Applications | 2014 | AnatuneInstrumentation
GC/MSD, GC/MS/MS, GC/HRMS, Sample Preparation, GC/Q-TOF
Industries
Metabolomics
Manufacturer
Agilent Technologies, GERSTEL, Anatune

Summary

Significance of the Topic


Reliable measurement of fatty acids is fundamental in metabolomics, where small chemical changes can reflect significant biological effects. Automating derivatisation and extraction improves reproducibility and throughput in complex sample analysis.

Objectives and Overview


This study demonstrates a fully automated workflow for fatty acid methyl ester (FAME) preparation and analysis using a Gerstel Dual Head MultiPurpose Sampler (MPS) and an Agilent 7890B GC coupled to a 7200 Q-TOF mass spectrometer. The goal is to standardise sample handling, reduce manual effort, and enable high-resolution fingerprinting of non-polar metabolites in plant material.

Used Instrumentation


  • Agilent 7890B Gas Chromatograph
  • Agilent 7200 Q-TOF mass spectrometer
  • Gerstel Dual Head MPS 2 XL-xt autosampler
  • Gerstel Cooled Injection System (CIS4)
  • Gerstel Thermal Desorption Unit (TDU)
  • Gerstel Heated Agitator
  • Agilent MassHunter software B07.00
  • Gerstel Maestro software 1.4.18.25/3.5

Methodology


Freeze-dried oregano (5–6 mg) was placed in a 2 mL vial on the MPS rack. A 500 μL aliquot of methanolic HCl was added using a 1 mL syringe and the vial agitated at 70 °C, 500 rpm for 15 minutes to complete methylation. After cooling, 500 μL hexane and 500 μL water were added. A 10 μL sample from the upper hexane layer containing FAMEs was withdrawn with a 10 μL syringe on the second head and injected via large volume injection (LVI) using the CIS4 for solvent venting and analyte focusing.

Results and Discussion


The automated workflow yielded consistent hexane extracts, as shown by total ion chromatograms (TIC) containing both FAMEs and other hexane-soluble components. Extracted ion chromatograms (EIC) at m/z 74.0366 (McLafferty rearrangement of the ester group) enabled rapid fatty acid screening. Replicate extractions gave a mean %CV of 8.2% for FAMEs present at ≥1% of the most abundant methyl hexadecanoate. Individual straight-chain FAMEs from C14 to C22 showed %CV values between 3.9% and 6.9%, demonstrating high reproducibility.
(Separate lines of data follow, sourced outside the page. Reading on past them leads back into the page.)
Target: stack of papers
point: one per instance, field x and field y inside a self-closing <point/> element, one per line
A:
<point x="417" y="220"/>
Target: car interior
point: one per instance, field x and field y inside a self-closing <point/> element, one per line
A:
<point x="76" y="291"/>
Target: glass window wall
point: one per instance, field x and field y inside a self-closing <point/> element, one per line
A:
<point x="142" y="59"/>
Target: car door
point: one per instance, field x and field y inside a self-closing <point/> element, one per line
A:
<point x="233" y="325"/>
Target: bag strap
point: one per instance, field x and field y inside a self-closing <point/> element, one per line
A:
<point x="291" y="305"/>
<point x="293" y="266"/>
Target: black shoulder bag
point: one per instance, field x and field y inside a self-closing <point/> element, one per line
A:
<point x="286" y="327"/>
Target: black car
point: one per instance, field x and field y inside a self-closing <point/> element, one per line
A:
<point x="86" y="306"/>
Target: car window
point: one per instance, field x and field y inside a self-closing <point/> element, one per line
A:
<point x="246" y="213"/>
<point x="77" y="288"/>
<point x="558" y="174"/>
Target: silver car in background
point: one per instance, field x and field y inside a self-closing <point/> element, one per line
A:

Benefits and Practical Applications


  • Reduced solvent consumption and manual handling
  • Lower labour and faster sample-to-sample time via prep-ahead feature
  • High reproducibility suited for comparative metabolomic and fingerprinting studies
  • High-resolution full scan Q-TOF data enables both target ion extraction and retrospective non-target screening
  • Confirmation of analyte identity and structural elucidation from accurate mass spectra

Future Trends and Applications


The platform can be extended to other derivatisation and extraction protocols, such as Folch lipid extraction and Fiehn metabolite derivatisation, by integrating vortexing and centrifugation steps. Expanding to different sample types and coupling with data-mining tools will further enhance non-polar metabolic fingerprinting and novel metabolite discovery.

Conclusion


This work highlights the value of automating FAME derivatisation and extraction using a Gerstel MPS system in tandem with Agilent GC/Q-TOF. The approach streamlines workflows, ensures reproducibility, and provides rich analytical data for targeted and non-targeted metabolomics applications.

Reference


Sean O'Connor and Nathan Hawkins. Chromatography Technical Note No AS136. Anatune Ltd., 2014.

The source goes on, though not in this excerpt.